Au point de vue du personnel, le projet renfermait une importante innovation. De très-larges attributions y étaient accordées à un nouveau fonctionnaire, le commissaire général près le conseil d'État. « Le commissaire général, disait le rapport, est nommé par le président de la République; il peut faire partie de l'Assemblée. » (Art. 16.) Peut-être eût-il été naturel que les conseillers d'État qui auraient pris part à la discussion d'un projet de loi pussent être choisis par le Pouvoir exécutif, par le conseil d'État lui-même, pour défendre les projets dans la commission de l'Assemblée, sinon dans l'Assemblée elle-même. Or, ce rôle, le projet de loi semblait le réserver uniquement au commissaire général. Voici seulement ce que contenait l'article 36:

« Sur la demande des commissions des comités de l'Assemblée nationale, la section de législation désigne des conseillers d'État ou des maîtres des requêtes pour exposer l'avis du conseil d'État dans les comités ou commissions de l'Assemblée. »

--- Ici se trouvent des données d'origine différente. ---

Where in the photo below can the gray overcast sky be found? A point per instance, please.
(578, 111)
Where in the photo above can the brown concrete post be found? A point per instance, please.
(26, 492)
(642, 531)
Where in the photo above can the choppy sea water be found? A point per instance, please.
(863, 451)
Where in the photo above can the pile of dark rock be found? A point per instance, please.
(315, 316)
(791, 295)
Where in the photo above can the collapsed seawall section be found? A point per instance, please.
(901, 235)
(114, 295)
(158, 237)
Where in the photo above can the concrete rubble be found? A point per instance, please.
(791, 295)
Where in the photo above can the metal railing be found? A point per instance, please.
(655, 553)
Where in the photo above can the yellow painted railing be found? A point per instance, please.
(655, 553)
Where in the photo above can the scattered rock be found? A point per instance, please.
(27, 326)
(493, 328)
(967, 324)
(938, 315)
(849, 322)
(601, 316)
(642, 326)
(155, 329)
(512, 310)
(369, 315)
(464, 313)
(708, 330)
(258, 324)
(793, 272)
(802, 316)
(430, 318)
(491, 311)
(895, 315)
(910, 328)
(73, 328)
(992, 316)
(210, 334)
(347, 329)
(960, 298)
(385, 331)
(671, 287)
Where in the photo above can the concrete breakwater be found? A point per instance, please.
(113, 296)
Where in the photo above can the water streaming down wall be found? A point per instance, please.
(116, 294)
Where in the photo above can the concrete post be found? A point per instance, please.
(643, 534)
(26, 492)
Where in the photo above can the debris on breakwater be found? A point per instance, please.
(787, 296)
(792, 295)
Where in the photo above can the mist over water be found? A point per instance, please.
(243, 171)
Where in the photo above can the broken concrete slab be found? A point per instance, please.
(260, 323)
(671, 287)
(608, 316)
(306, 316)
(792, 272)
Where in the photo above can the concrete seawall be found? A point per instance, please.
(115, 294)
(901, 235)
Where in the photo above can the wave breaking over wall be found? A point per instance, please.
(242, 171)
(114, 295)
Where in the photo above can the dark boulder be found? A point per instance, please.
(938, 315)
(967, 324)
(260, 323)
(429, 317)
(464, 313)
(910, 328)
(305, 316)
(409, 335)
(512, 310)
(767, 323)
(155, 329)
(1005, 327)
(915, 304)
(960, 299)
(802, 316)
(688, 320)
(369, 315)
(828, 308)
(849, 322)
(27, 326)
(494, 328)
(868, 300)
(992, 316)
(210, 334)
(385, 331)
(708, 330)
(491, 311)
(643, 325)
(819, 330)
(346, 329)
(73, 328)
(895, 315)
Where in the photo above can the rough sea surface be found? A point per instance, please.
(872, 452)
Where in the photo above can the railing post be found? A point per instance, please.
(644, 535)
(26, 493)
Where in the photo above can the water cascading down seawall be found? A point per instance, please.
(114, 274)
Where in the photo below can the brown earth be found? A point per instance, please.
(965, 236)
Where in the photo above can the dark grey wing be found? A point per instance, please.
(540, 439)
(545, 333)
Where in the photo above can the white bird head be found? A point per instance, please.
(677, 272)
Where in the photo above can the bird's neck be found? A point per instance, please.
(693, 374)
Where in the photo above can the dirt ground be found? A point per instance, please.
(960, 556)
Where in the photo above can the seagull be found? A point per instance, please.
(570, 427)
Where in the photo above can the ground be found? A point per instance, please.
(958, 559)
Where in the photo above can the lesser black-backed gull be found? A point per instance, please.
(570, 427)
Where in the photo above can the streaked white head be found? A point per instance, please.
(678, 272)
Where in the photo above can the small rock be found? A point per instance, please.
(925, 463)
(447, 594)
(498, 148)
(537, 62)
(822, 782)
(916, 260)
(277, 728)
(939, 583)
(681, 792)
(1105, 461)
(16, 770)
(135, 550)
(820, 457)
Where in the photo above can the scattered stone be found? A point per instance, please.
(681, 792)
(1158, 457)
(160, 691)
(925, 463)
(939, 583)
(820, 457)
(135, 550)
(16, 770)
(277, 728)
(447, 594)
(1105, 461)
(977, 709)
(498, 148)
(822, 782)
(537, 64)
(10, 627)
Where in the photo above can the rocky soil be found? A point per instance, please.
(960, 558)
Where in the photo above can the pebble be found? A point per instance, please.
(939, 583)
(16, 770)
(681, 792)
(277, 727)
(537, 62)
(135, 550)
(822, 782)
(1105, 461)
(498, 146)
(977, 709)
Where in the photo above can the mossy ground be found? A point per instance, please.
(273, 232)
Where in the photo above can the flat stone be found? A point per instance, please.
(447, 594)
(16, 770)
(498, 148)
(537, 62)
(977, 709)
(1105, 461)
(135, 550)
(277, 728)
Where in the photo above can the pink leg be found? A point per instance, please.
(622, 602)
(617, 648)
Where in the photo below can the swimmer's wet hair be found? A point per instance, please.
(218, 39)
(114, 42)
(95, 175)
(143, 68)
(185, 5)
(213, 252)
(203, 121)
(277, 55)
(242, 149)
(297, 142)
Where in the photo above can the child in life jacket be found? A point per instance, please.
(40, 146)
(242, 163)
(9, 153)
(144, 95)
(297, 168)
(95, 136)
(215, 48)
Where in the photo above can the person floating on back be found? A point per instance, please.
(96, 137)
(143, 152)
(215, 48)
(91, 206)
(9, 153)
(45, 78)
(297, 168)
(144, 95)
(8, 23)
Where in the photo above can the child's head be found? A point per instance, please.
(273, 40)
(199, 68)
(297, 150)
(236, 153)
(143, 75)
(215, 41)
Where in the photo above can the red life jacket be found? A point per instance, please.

Ces dernières expressions étaient singulièrement restrictives, surtout en présence de ce passage qui décélait la pensée du rapport (pag. 19 et 20):

<< Au commissaire général de la République est accordée une prérogative spéciale. Il peut faire partie de l'Assemblée nationale. Quand il réunira ce double

caractère, il sera au besoin, dans le sein de l'Assemblée, l'organe du conseil d'État, et, dans le sein du conseil d'État, l'organe de l'Assemblée. Tenant au Pouvoir exécutif par son origine, au Pouvoir législatif par son titre parlementaire, au conseil d'État par ses fonctions, il sera comme l'anneau destiné à les rapprocher, à les unir. »

Non, le commissaire général ne serait pas, dans le sein du conseil d'État, l'organe de l'Assemblée, qui ne l'aurait pas élu. Il ne serait pas davantage, dans l'Assemblée, l'organe du conseil d'État, dont il ne partagerait peut-être pas l'opinion, et qui ne l'aurait pas choisi pour son interprète.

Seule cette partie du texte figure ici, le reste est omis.